Friday, December 26, 2008, 13:03
Lucienne: When I was Miss Goody Two-Shoes, I wondered how a person who has stolen someone else’s husband could be so blasé and conceited about it.
My father would probably have a heart attack if he found out what I’m doing. Since mum died, 10 years ago, I know he has dated – but he has never brought a woman home…he’s that strait-laced.
It’s an addiction – I cannot live with him, but I cannot live without him. We work in the same building, for different companies, so I was fated to meet him.
People accuse mistresses of breaking up marriages; I’ve actually sellotaped his. He was on the verge of leaving his wife before he met me; she nags and her cooking consists of opening tins and packets. I persuaded him to stay; it suits me better like this.

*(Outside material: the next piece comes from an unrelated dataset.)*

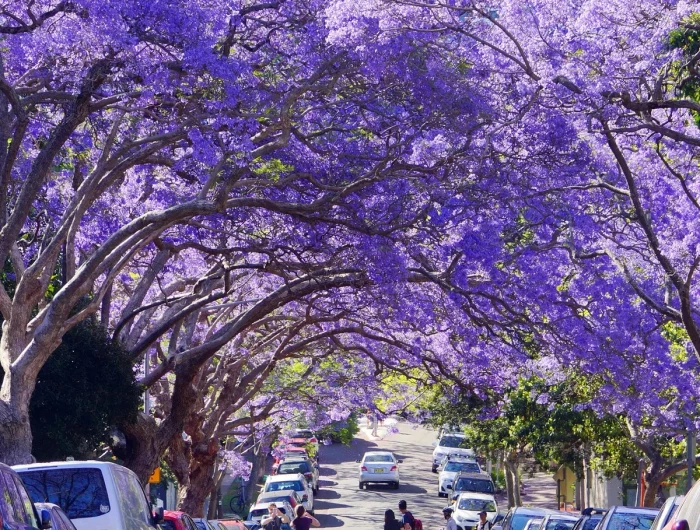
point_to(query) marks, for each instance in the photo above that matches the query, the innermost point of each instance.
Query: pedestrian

I have made my own arrangements for the festive period – but I will cancel them if he manages to shake her off for an hour or two.
Katie: Most people picture a mistress as a predator with figure-hugging clothes and perfect make-up. I’m not – but his wife is.
When I’m with him, I feel like a teenager again; he says I’m like a breath of fresh air after her speciousness; to her, a broken manicured fingernail is a tragedy.
Too much is at stake for both of us to go public. But I know I have been his only “other woman” for the last 16 years, because I’ve had him followed by a private detective several times.
They will be having a family meal at a hotel with the rest of her stuck-up family. Me? I’m having snack soup and toast. Who cares?
Maria: He is old enough to be my… uncle. Still, I regret is not being able to flaunt him.
Meeting him was a Sliding Doors meets Benny Hill moment. I had treated my friend’s twins to an outing. They were careening towards the ice-cream compartment of the supermarket and they bumped into him, making him drop a six-pack carton of eggs. “Double trouble!” he said. I stuttered that they weren’t my sons. He said that blushing suits me.
Talk about audacity and duplicity – he was with his wife the next time I saw him there. I was simultaneously spooked, intrigued, and turned on to realise they were following me; she didn’t even notice. He dexterously palmed his business card into my jacket pocket, and I followed through. This was three years ago. He has spoiled me for other men; those of my age-group seem so childish now. They don’t have his manners, charisma, and gentleness. So I sort of understand why this “imperfect gentleman” cannot be mine these days.
Carmen: “The Other Woman” is his wife. I come first in everything, except in his will. But otherwise I’m well looked after – after all, I have to look nice for him, don’t I?
At his insistence, I have told my best friend about him, just in case something happens to me and he won’t be in a position to know. If anything happened to him, I’d know soon enough, because… just because.
As a child I’d always imagined that at my age (30 last birthday) I’d be settled down with six kids, as my mum was. But, frankly, I’m enjoying almost being almost married without being manacled to a husband.
On my birthday (which I share with one of his kids), on Valentine’s Day, and at Christmas, I feel wretched. He always makes up for it, though. I went into this with my eyes wide open but I resent it nonetheless.
I never berate him for not calling, and I am not always available when he wants to meet me. This keeps him keen. He’d be astonished to learn I cry for him most nights. My biological clock is ticking merrily away, and this really hits me when all my siblings come to our house for the Christmas meal, with their kids.
I know his wife. We were in the same class at school.
* Names and some details have been changed.